- Born: c. 1889 County Limerick, Ireland
- Died: 7 June 1921 (aged 32/33) Mountjoy Jail, Dublin, Ireland
- Cause of death: Execution by hanging
- Occupation: Railway worker
- Known for: Executed IRA volunteer : One of The Forgotten Ten

= Patrick Maher (Irish republican) =

Irish republican (c.1889–1921)

Patrick Maher (c. 1889 – 7 June 1921) was a member of the Irish Republican Army executed in Mountjoy Prison. He was 32 years old at the time of his death.

==Background==
A native of County Limerick, Maher was hanged along with Edmond Foley for his alleged involvement in the rescue of Seán Hogan at Knocklong Railway Station on 13 May 1919 in which two Royal Irish Constabulary (RIC) officers were killed.

==Trial and execution==
Unlike Foley, Maher had no direct involvement in the rescue. He merely worked at the station grading poultry and eggs and he was at a crossroads three miles away at the time of the ambush. Maher strongly protested his innocence. Two civilian juries failed to reach a verdict. He was finally convicted of involvement by a military court-martial and sentenced to death.

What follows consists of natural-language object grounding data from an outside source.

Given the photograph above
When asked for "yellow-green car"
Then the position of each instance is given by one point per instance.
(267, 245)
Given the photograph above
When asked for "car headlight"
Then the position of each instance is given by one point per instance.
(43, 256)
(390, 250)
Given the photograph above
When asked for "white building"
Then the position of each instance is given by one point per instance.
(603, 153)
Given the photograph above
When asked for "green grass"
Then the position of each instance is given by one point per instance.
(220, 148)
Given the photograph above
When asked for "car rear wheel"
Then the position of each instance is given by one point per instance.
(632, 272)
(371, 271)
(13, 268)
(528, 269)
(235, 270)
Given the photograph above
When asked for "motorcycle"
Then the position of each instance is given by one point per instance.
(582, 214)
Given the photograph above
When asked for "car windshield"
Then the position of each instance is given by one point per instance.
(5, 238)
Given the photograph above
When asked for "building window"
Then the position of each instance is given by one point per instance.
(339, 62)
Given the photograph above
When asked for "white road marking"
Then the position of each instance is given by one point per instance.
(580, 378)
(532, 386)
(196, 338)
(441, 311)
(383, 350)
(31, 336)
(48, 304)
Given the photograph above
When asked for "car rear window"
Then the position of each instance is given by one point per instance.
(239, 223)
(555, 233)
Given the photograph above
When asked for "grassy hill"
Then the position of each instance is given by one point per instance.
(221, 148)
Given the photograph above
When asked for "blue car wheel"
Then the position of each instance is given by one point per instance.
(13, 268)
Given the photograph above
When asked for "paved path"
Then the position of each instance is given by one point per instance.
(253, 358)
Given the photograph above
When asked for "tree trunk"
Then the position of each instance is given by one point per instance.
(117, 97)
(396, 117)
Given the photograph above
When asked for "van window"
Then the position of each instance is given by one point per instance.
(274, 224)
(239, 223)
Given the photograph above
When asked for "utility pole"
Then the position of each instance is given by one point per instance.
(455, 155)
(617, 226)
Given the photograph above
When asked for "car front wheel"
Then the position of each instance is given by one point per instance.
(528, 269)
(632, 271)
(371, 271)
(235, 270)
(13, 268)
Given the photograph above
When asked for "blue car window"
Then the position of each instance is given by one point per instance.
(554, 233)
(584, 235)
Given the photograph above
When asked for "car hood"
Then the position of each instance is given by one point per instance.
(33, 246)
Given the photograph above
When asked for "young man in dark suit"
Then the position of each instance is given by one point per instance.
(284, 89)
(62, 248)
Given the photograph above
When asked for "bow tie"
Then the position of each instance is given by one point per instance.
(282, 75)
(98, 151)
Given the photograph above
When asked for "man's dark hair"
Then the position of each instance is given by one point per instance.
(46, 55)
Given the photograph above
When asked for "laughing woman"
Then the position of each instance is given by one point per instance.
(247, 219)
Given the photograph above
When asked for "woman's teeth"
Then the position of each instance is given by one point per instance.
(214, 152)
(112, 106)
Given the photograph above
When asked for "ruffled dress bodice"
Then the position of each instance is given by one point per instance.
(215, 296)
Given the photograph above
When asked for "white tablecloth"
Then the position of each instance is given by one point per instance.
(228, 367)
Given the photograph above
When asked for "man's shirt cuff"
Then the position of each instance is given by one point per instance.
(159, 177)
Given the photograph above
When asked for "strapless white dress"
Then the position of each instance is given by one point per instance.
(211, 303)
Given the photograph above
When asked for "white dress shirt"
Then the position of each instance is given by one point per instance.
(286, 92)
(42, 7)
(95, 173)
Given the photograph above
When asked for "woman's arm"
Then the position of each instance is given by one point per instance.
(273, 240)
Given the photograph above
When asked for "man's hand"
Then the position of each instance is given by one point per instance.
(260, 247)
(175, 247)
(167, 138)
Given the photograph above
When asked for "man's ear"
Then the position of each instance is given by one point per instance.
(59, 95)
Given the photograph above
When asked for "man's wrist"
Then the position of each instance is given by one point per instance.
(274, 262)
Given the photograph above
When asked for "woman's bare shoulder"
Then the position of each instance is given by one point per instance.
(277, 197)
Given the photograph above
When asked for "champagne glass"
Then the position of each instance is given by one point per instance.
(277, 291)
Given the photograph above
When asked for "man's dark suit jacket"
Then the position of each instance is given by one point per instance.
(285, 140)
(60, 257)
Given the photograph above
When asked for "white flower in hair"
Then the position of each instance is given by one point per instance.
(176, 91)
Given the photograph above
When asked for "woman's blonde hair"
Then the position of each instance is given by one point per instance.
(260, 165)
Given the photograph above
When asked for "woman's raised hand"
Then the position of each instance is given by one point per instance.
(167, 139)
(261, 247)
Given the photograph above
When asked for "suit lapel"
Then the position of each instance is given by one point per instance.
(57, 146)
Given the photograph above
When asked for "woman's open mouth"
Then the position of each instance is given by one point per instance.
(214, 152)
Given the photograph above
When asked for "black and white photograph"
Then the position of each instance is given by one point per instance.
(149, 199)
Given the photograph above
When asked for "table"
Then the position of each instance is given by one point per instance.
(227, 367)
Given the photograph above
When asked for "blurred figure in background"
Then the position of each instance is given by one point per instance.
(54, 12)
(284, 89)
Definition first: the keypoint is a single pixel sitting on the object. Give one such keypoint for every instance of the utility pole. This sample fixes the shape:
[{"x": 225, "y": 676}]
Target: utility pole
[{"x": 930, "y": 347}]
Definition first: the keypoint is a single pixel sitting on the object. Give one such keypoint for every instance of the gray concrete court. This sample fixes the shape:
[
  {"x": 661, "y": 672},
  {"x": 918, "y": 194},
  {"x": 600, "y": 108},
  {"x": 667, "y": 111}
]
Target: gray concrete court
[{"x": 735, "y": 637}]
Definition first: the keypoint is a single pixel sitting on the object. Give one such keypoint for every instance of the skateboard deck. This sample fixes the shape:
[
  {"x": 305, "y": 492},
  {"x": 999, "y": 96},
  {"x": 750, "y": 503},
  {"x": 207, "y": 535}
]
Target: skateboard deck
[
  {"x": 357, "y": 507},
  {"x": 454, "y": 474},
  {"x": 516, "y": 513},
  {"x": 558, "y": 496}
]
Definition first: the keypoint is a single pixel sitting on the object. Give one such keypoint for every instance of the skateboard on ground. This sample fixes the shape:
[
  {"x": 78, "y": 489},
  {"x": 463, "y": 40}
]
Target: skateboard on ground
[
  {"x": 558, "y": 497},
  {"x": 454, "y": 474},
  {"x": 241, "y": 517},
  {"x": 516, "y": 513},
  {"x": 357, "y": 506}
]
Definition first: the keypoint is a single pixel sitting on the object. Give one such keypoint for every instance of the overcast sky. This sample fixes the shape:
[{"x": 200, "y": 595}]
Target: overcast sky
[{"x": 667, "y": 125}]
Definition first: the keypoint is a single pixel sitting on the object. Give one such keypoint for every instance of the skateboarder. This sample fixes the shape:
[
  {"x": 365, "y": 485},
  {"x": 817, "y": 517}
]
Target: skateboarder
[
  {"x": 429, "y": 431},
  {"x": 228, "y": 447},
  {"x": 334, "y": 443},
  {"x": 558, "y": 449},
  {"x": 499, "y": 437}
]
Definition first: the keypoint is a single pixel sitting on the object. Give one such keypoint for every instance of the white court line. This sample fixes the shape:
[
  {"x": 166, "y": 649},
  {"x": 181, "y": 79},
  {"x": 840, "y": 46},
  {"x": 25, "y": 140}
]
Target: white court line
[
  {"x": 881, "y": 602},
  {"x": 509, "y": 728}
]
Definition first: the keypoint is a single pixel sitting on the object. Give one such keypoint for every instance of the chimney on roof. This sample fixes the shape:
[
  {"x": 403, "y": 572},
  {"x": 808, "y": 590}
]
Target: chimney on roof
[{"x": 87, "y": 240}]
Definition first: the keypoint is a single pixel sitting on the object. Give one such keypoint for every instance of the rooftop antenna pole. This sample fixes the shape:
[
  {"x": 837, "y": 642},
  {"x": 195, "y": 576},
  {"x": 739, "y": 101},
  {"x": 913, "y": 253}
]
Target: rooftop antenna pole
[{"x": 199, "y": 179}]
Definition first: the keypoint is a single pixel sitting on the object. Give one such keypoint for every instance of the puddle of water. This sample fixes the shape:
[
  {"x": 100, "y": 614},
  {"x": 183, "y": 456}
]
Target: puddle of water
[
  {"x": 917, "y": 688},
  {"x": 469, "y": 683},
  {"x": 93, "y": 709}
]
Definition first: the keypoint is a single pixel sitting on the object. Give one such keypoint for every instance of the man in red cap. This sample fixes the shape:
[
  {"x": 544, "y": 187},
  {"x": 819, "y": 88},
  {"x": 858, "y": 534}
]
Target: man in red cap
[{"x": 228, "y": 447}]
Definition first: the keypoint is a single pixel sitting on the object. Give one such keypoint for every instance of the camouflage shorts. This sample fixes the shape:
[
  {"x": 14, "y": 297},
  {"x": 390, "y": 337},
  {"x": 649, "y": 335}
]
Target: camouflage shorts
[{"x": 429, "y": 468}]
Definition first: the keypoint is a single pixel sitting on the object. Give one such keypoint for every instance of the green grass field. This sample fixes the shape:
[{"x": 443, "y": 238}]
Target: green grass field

In a final message to other members of the IRA, Foley and Maher wrote:

Fight on, struggle on, for the honour, glory and freedom of dear old Ireland. Our hearts go out to all our dear old friends. Our souls go to God at 7 o'clock in the morning and our bodies, when Ireland is free, shall go to Galbally. Our blood shall not be shed in vain for Ireland, and we have a strong presentiment, going to our God, that Ireland will soon be free and we gladly give our lives that a smile may brighten the face of 'Dear Dark Rosaleen'. Farewell! Farewell! Farewell!

==Reinterment==
Maher is one of a group of men hanged and buried in Mountjoy in the period 1920–21, commonly referred to as The Forgotten Ten. In 2001 Maher and the other nine, including Kevin Barry, were exhumed and given a full State funeral.

He is the only one of the ten men not to be buried in Glasnevin Cemetery, Dublin. In accordance with his wishes and those of his family, he is buried at Ladywell Graveyard in Ballylanders, County Limerick.